Payroll Review update
In December 2019, NAB announced the start of our Payroll Review. Since then we have regularly updated colleagues at various stages on some of the detail of our remediation program. In the last 17 months we have investigated 148 matters, of which we have closed 61. Twenty-two of these issues has resulted in an underpayment. To date, NAB has paid c. $55 million to former and current colleagues.
The Review is for our Australia-based colleagues and Australian colleagues working overseas and we are being advised by King & Wood Mallesons, supported by PwC.
Recent media reporting has mentioned the FSU instigating legal action against NAB claiming that all full time colleagues, current and former are eligible for a remediation payment due to 40 hour work schedule in SAP.

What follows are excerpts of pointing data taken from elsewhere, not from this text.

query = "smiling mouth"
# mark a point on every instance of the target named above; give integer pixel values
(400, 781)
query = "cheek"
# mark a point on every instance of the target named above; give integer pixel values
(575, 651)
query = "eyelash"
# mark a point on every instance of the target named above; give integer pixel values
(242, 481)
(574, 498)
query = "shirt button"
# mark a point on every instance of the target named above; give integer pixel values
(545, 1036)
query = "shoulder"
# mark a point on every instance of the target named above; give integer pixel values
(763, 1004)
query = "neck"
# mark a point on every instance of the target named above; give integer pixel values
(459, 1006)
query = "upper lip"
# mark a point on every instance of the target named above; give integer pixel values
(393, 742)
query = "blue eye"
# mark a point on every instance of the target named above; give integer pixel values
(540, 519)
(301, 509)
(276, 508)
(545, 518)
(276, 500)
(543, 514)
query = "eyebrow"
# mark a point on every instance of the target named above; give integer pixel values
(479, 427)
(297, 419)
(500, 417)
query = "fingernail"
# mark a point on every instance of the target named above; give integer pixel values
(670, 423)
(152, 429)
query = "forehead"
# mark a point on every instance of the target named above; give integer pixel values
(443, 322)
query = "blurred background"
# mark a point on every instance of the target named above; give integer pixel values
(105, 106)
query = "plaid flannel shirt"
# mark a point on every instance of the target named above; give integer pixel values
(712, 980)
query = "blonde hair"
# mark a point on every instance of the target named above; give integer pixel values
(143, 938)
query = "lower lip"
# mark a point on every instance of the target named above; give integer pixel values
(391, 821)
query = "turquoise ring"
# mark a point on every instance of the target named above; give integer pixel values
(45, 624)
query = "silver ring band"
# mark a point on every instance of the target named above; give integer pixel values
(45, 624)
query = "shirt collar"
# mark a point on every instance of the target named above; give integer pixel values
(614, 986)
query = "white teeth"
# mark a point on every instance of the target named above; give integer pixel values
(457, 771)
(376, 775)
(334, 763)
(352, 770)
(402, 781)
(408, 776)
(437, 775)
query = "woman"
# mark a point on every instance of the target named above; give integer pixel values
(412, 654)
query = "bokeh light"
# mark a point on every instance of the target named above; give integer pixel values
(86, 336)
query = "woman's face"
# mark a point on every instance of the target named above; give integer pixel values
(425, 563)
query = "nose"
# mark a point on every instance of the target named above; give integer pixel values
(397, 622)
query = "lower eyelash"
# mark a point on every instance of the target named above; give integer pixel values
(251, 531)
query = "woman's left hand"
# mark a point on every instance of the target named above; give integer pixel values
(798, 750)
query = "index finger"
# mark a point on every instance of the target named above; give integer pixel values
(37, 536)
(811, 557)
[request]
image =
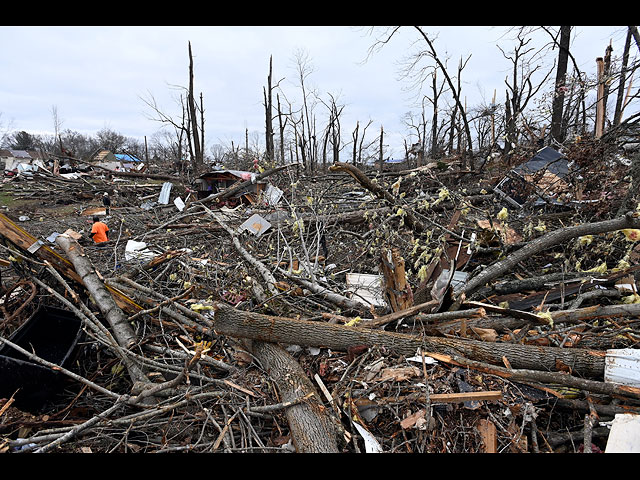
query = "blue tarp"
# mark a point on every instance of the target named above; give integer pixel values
(125, 157)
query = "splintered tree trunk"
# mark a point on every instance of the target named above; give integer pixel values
(312, 429)
(122, 331)
(235, 323)
(397, 290)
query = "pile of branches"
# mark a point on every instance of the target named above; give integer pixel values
(217, 339)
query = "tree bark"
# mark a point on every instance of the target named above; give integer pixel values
(312, 428)
(198, 159)
(561, 73)
(122, 331)
(629, 220)
(236, 323)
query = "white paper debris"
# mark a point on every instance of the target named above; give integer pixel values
(625, 434)
(622, 366)
(163, 199)
(371, 445)
(137, 251)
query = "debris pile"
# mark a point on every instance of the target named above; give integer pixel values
(428, 310)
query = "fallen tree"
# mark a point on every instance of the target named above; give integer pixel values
(237, 323)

The issue raised by the FSU does not impact full time colleagues.
The issue of hours worked only impacts some current and former colleagues in group 3 and above that worked part time for all or part of the remediation period where their annualised salary was calculated using a part time rate based on either:
- their part time employment contract specifying the number of hours they are required to work each week; and
- their part time TEC was calculated by fractioning those specified hours over 40 hours per week instead of 38 hours.
NAB determines the salary of our full time colleagues based on modelling against the Banking, Finance and Insurance Award (where relevant) and market analysis for equivalent full time roles. Any periods during which a colleague has worked in a full time capacity are unaffected by this issue as hours of work are not used to formulate their salary.
NAB has identified 3,200 current and former colleagues impacted by the part time issue. We have paid all current colleagues and are now in the process of contacting former colleagues.
The issues identified in the Payroll Review are not acceptable and we apologise to all current and former colleagues impacted. We are moving as quickly as possible to fix these issues and we want to make sure we get this right.